Friday, July 22, 2011

To be a guinea pig or not: That is the question.

I scheduled a follow up visit with my Oncologist the last time I was in her office just in case something happened during/after surgery that would cause me to need to see her again. I called her office a few days ago asking if she wanted to go ahead and cancel our appointment since my Pathology Reports came back negative. My mom heard from her today stating that she wanted to keep our appointment.

You could imagine my initial reaction upon hearing this: WHY?

She told my mother that apparently I had high levels of estrogen in the tumor which is actually a good thing. It means that the Cancer is less aggressive then it could be. This is good news for me because a less aggressive type of Cancer means I have better chances of it not coming back. She also stated that due to my CT Scan's and Pathology Reports, she is going to stick with her "no Chemo" decision...which of course I could not be happier about. The last thing she mentioned (and the reason why she wanted to keep our appointment) is that she wanted to get my thoughts about enrolling me in a Clinical Trial.

Obviously more would be explained to me during our appointment - if I choose to keep it. But basically this study would be getting a series of vaccinations (great.) called OPT-821 over the course of a year and a 1/2. At first, I would be receiving one per week, then moving onto one per month, then one every few months and so on up until the end of a 84 weeks. The vaccination has apparently been very successful with Melanoma Patients therefore now they want to branch it out to other types of Cancer - Sarcoma's being one of them. There would be 134 Sarcoma Patients being studied across the country - myself being one of them. This vaccination is basically to see if they perhaps discovered a cure for certain types of Cancer.

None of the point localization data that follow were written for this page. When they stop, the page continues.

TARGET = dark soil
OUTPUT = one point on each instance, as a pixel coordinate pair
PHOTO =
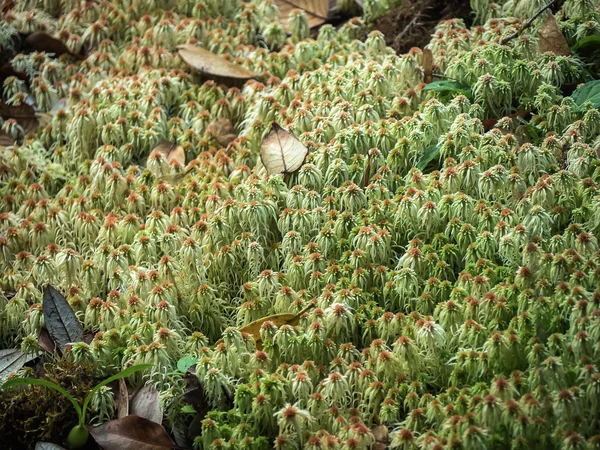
(412, 23)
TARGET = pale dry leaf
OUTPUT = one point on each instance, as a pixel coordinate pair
(171, 151)
(122, 400)
(222, 131)
(317, 11)
(380, 433)
(24, 114)
(551, 38)
(278, 320)
(132, 433)
(427, 66)
(213, 65)
(146, 403)
(281, 151)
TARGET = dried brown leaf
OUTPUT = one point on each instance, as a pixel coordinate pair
(24, 114)
(122, 400)
(212, 65)
(317, 11)
(381, 434)
(222, 131)
(132, 433)
(18, 113)
(427, 66)
(278, 320)
(145, 403)
(5, 139)
(171, 151)
(42, 42)
(281, 151)
(551, 39)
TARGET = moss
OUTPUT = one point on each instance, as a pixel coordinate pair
(34, 413)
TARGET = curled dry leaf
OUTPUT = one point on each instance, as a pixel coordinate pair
(60, 319)
(146, 404)
(212, 65)
(427, 66)
(278, 320)
(171, 151)
(281, 151)
(132, 433)
(5, 139)
(317, 11)
(222, 131)
(551, 39)
(24, 114)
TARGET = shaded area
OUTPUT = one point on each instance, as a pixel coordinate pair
(412, 23)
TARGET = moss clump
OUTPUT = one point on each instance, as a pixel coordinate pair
(35, 413)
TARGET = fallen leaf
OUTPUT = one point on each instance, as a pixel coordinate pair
(222, 131)
(184, 364)
(488, 124)
(146, 404)
(47, 446)
(24, 114)
(5, 140)
(281, 151)
(23, 111)
(42, 42)
(427, 65)
(380, 433)
(6, 6)
(60, 319)
(551, 39)
(11, 360)
(278, 320)
(122, 400)
(132, 433)
(213, 65)
(317, 11)
(171, 151)
(46, 342)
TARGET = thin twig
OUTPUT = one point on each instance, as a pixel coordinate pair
(528, 23)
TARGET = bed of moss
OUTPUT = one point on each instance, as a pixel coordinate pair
(456, 302)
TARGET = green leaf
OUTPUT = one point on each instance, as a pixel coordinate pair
(47, 446)
(184, 364)
(123, 374)
(430, 152)
(589, 92)
(49, 384)
(448, 86)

The initial thought process for most might be, wow, a cure! Not mine. Instead, I cried. There are just too many questions to ask before being elated. Because they've never really tested this on Sarcoma Patients, what would the side effects be like 5, 10, 40 years down the road? What would the side effects be like now? If I never got Cancer again (God willing) how would they know if it was because of the vaccination? What if the Cancer came back (God forbid) and it was more aggressive?

I basically have no PTO days left at work due to this crappy disability (I don't accumulate days while I'm on Disability plus I have a vacation booked the first week of September and a week in November, thank goodness - meaning I have no days left)....and I would be missing a lot of work for this study. But my mom brought up a good point - it is my life we're talking about. What if this really could lead to a cure? I've always said to myself if I could participate in a study that could possibly save others from having to deal with what I've gone through, I would. But now that it's presented itself to me - I'm scared. What if it doesn't work? What if it does? Do I allow myself to be a guinea pig or not?

Again, I'm sure after my appointment with her on August 4th I would know a lot more about this whole thing then right now but it's still so confusing. Of course my doctor is going to try to convince me to partake in the study because of the possible outcome. The crappy part about the whole thing is that I need to start getting the vaccinations within a certain amount of time after my surgery - and I only have about a week to make a decision. Nothing like waiting until the last minute.

Ugghhhhh I just wish I had a crystal ball to show me the right paths to choose in life - but then again, I guess everyone does. I miss the days where the only thing I was concerned about was if a boy I liked would call me or if I wore the right outfit on Picture Day at school. Why is everything suddenly so difficult? I still feel like I'm too young to make these kinds of decisions or to go through the shit I have to endure daily. It's just not fair sometimes.

I guess I shouldn't complain. Things could be a lot worse and really are a lot worse for other people. I'm just so confused. Help.

1 comment:

  1. Definitely a tough call. I'm glad you're keeping your appt. to get all the information. It's a lot to think about.. its a positive to be given the opportunity for the trial but yea side effects and success rate. You're healthy and anything to keep you well and happy I'm in support of! Love you!